Motivated by the desire to improve their patients’ health, people pursuing a career in the medical field usually work very long hours and tend to ignore signs of stress. These can lead to psychological and physical symptoms, impairing job performance and placing the person at risk of cardiovascular disease or other life-threatening conditions.
Here are some common areas of concern and suggested strategies to alleviate the stress:
Impossibly High Expectations
Most patients seeking treatment expect quick results from their healthcare providers. Depending on the ailment however, this is often not possible and the attending medical care provider feels pressured and stressed, disappointed for not being able to fulfil the patients’ expectations, especially when they are new to the job.
Openly and clearly discussing the situation with the patients is a good way to explain what can and cannot be the expected outcome of a chosen treatment.
Caring Too Much
Referred to as ‘compassion fatigue’, the stress resulting from caring too much can lead to feelings of depression. Listening to patients’ pain, fear and suffering causes some healthcare workers to develop similar emotions, especially if they themselves have lived through a difficult personal past.
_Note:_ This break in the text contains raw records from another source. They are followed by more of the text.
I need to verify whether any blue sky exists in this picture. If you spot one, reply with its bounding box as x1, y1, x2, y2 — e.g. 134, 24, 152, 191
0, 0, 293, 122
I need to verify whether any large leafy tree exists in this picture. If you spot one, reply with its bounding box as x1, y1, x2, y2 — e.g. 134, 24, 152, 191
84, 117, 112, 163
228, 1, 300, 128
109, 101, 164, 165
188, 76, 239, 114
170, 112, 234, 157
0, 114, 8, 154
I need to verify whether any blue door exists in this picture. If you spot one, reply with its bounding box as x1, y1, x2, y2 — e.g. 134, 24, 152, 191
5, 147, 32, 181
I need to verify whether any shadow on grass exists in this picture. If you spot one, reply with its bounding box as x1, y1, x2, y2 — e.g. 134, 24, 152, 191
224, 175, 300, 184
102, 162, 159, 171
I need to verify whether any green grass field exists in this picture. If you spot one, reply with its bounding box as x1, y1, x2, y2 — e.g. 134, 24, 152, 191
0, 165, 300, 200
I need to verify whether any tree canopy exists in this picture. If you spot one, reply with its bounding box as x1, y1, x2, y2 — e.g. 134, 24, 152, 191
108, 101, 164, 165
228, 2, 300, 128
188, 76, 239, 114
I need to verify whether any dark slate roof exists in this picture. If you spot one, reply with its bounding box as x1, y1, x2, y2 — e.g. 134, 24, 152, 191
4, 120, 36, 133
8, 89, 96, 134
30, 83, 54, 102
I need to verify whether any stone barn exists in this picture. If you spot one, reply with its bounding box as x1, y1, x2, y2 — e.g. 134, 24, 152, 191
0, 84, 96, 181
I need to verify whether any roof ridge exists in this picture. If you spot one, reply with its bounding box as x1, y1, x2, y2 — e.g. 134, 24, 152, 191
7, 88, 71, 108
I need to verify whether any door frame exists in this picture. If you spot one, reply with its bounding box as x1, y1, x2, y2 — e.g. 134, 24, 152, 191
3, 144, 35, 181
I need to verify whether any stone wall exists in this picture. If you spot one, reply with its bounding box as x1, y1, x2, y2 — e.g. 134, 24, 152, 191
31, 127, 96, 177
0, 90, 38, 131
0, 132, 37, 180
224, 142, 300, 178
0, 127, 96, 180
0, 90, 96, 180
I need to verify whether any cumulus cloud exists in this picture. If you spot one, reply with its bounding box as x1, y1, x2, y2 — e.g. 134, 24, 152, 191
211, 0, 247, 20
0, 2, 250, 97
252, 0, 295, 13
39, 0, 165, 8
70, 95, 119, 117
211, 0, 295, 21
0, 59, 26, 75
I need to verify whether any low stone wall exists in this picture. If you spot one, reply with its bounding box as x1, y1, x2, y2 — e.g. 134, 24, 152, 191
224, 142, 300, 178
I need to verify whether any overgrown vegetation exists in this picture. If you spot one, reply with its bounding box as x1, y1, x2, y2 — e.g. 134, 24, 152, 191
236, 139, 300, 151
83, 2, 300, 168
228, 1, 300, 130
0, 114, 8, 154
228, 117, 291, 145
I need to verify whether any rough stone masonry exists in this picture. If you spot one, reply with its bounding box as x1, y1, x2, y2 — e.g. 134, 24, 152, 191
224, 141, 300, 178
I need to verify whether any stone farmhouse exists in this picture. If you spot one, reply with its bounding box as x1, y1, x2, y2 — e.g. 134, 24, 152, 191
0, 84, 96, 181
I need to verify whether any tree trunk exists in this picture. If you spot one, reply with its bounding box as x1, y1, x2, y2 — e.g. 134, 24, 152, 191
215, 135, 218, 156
Instead of seeking anti-depression drug therapies, successful coping strategies include participating in social and charitable community events, breathing exercises and the uptake of regular sporting activities.
Keeping It In
ICU nurses, personnel in emergency rooms and palliative care departments can suffer emotional burnout when deaths occur. Having to provide support to the grief stricken family members is particularly stressful, and by not expressing their own feelings of anxiety, these healthcare providers are putting themselves at risk.
Talking therapy can provide comfort and reassurance, whether staff talk to each other or to a professional counselor. Some hospitals offer wellness programs to their employees in an attempt to provide assistance.
Building several uncomplicated de-stressing techniques into the daily routine is also recommended: using little squeeze balls to alleviate muscle tension, talking a short walk in fresh air, taking deep breaths by an open window and showing emotion – whether laughter or tears.